Kończąc, jakie macie plany na kolejne publikacje w wydawnictwie?

Chciałbym opublikować poradnik w czasach kryzysu, nie tylko pandemii, ale kryzysu w ogóle. Nasz znajomy lekarz anarchista chciałby napisać szerszą analizę kryzysu w służbie zdrowia. Interesuje nas ten rodzaj załamania. Zresztą, niedługo o tym usłyszycie. Oprócz tego planujemy wydać zbeletryzowaną pracę doktorską na temat pewnej metody partycypacyjnej w architekturze i planowaniu przestrzennym. To jest metoda Waltera Segala, którą w gazecie A-Tak opisywał autor pracy doktorskiej. Mamy także w planach wydać jedną z prac Davida Greabera.

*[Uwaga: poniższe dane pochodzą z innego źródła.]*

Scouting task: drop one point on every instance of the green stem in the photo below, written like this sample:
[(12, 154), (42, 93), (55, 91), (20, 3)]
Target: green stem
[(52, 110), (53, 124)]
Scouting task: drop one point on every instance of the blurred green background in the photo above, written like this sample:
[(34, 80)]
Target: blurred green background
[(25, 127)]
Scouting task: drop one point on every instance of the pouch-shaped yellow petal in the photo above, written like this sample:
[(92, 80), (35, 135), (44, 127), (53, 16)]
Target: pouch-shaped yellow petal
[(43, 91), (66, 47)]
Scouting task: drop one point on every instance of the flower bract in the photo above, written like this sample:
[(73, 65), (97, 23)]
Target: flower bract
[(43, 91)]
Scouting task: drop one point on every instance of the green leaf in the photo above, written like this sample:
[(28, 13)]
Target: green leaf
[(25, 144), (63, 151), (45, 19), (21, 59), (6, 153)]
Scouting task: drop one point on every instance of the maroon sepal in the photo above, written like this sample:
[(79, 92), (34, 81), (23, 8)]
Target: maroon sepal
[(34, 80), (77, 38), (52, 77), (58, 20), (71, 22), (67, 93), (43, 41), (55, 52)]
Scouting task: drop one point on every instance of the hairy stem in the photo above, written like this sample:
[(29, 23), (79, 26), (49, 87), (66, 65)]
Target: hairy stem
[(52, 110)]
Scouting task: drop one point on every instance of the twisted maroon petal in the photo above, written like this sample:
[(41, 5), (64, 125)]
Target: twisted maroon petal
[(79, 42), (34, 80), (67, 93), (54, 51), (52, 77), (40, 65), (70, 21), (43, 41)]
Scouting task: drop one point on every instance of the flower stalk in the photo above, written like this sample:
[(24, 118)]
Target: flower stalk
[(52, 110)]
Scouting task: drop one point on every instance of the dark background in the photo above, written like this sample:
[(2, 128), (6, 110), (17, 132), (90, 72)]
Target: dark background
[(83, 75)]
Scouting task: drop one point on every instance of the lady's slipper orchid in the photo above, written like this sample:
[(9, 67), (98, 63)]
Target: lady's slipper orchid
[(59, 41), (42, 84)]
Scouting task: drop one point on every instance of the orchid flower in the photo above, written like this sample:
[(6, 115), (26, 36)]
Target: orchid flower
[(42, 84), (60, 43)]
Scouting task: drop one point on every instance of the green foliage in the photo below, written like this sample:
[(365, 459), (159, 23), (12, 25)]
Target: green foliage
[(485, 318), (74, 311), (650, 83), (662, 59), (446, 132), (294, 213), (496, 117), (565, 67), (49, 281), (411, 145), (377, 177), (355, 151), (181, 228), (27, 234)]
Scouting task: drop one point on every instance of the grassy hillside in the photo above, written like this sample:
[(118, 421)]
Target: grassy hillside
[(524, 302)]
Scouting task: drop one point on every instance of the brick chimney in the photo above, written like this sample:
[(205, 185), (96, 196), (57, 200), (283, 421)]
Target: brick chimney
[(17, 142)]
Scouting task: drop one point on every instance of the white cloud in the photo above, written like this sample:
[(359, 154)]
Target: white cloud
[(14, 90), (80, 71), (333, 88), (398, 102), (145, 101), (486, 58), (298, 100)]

Co byś polecił do przeczytania?

Fajnie jakby ludzie czytali „Pomoc wzajemna” Kropotkina. Wnioskiem tej książki jest to, że dzięki pomocy wzajemnej i czymś, co  nazywał „towarzyskością” cywilizacja – ludzie, ale taż zwierzęta mogły przetrwać wiele niebezpieczeństw i zagrożeń i że dotrwaliśmy do tych czasów. Teraz zaczynamy mieć problem ekologiczny i a propos będziemy wydawali książki i materiały ekologiczne, żeby wzmocnić i wzbogacić ruch ekologiczny i ruch klimatyczny, szczególnie jego zielono-anarchistyczną twarz i krytykę. Przygotowujemy broszurę na początek a później to będzie podręcznik  do akcji bezpośrednich. Chcemy opowiadać historie, które pewnie nigdy by nie były opowiedziane prze renomowane  wydawnictwa czy renomowane instytuty czy takie, których nie usłyszysz w szkole. Historię oporu, która zawsze była, historię samoorganizacji i pomocy wzajemnej. I to jest nasz dewiza.